Opposition parties in Germany's upper house of Parliament on Friday blocked a new agreement with Switzerland aimed at ending a long-running dispute over German tax cheats who hide their money in Swiss banks.
The deal, which was to have gone into force Jan. 1, would have allowed Germans with undeclared assets in neighboring Switzerland to escape punishment by making a one-time payment of between 21 and 41 percent of the value of their Swiss-held assets. German authorities were also to be given more powers to seek information on German nationals' accounts in Switzerland.
However, ahead of the vote in the upper house — where Germany's 16 states are represented and Chancellor Angela Merkel's center-right government lacks a majority — politicians from the Social Democrat and Green parties said the deal wasn't tough enough.
The Swiss Bankers Association criticized the vote, saying the upper house's rejection of the agreement meant that it "has missed a major opportunity to reach a fair, optimum and sustainable solution for all parties to definitively settle the bilateral tax issues."

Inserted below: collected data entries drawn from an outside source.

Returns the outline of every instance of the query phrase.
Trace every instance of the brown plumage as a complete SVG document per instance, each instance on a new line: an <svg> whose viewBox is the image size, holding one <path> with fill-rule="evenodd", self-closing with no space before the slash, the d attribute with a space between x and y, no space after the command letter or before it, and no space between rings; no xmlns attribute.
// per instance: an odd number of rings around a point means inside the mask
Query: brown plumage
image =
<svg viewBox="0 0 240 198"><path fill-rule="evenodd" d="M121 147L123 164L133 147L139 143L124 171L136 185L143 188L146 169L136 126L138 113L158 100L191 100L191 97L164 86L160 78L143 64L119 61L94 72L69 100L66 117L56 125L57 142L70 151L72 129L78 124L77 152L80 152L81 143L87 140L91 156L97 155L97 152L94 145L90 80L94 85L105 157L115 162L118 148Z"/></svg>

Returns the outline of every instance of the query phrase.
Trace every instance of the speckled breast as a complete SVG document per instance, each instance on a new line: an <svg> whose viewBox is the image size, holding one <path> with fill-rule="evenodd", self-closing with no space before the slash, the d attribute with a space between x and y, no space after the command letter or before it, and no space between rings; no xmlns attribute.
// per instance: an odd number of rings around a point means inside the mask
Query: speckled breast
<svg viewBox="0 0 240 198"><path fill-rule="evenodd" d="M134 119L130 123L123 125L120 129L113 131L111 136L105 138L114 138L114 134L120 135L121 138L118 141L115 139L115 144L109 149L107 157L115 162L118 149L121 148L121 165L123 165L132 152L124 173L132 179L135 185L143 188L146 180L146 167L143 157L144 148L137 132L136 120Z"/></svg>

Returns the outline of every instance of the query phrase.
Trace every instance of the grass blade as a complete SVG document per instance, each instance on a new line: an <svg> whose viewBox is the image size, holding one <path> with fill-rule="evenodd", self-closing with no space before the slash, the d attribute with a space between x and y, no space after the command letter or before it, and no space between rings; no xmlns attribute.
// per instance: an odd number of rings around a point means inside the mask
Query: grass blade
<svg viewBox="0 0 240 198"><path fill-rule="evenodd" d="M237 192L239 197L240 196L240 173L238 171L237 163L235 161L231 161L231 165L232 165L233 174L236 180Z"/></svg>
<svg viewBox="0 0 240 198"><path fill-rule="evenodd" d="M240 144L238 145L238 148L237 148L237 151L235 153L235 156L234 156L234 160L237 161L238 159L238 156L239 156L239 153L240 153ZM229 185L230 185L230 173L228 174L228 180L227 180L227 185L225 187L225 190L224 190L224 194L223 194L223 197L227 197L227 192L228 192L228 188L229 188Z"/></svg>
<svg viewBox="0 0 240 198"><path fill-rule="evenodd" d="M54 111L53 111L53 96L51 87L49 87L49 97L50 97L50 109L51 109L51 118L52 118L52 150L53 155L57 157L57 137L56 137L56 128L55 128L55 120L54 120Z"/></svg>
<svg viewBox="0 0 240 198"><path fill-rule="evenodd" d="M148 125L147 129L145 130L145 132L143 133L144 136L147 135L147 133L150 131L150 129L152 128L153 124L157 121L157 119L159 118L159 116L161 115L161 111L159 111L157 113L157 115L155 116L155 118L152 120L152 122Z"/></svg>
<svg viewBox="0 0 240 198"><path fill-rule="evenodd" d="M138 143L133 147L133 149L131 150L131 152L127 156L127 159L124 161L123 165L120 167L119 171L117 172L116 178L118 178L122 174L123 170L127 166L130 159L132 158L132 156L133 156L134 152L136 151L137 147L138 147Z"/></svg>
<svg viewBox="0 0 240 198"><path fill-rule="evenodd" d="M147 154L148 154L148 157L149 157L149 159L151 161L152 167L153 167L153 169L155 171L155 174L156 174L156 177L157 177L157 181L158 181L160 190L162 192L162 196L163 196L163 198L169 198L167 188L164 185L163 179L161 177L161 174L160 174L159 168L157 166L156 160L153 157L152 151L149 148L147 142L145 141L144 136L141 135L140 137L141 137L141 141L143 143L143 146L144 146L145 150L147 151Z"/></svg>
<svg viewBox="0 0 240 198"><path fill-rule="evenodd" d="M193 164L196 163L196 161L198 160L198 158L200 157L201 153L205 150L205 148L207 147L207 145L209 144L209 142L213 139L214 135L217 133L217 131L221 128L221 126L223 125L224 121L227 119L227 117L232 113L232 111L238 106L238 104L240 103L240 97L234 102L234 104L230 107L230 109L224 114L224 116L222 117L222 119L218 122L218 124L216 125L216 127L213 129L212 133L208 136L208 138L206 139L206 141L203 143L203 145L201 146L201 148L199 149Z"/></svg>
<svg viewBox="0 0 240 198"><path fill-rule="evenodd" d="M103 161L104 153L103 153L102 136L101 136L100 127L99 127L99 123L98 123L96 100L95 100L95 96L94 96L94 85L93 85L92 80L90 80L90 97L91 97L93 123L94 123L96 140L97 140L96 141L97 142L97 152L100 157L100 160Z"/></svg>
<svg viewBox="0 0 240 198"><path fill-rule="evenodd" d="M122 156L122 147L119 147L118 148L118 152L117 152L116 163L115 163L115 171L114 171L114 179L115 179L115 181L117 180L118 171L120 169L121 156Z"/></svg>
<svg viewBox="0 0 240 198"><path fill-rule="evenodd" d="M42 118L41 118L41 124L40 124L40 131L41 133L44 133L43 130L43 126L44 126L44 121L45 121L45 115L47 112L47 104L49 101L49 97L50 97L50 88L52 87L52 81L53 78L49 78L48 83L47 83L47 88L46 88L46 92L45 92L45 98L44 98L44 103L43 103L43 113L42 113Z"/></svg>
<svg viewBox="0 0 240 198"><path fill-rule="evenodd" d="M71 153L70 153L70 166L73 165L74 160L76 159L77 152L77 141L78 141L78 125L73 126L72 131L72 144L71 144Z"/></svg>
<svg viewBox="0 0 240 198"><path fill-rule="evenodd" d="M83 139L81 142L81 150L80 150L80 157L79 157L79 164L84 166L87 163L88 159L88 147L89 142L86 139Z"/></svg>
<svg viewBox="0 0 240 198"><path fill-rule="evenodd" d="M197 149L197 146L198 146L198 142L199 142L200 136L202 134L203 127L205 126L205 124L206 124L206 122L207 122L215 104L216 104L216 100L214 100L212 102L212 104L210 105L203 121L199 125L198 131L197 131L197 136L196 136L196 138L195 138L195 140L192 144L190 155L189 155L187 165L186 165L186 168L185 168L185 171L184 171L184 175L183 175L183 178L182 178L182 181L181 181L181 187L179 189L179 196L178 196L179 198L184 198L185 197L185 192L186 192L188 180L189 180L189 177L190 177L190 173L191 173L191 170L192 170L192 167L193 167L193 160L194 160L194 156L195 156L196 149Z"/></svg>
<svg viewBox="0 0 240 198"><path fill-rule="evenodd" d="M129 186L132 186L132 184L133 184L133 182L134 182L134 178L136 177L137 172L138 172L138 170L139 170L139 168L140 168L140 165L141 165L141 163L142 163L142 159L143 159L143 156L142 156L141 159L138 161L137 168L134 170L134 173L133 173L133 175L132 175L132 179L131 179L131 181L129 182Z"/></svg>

Finance Ministry spokesman Martin Kotthaus told reporters that the agreement had been the product of lengthy and complicated negotiations with Switzerland but that the government would try and determine if changes could be made to satisfy all sides.
France, whose tax treaty with Switzerland dates to 1952, is also renegotiating an accord to catch tax evaders. The country's Socialist government has promised to tax the ultra-wealthy at a rate of 75 percent on earnings above €1 million ($1.29 million), and sees its Alpine neighbor as a haven for citizens trying to avoid paying their share.
Switzerland has also ratified tax agreements with Britain and Austria and is in negotiations with Italy and Greece.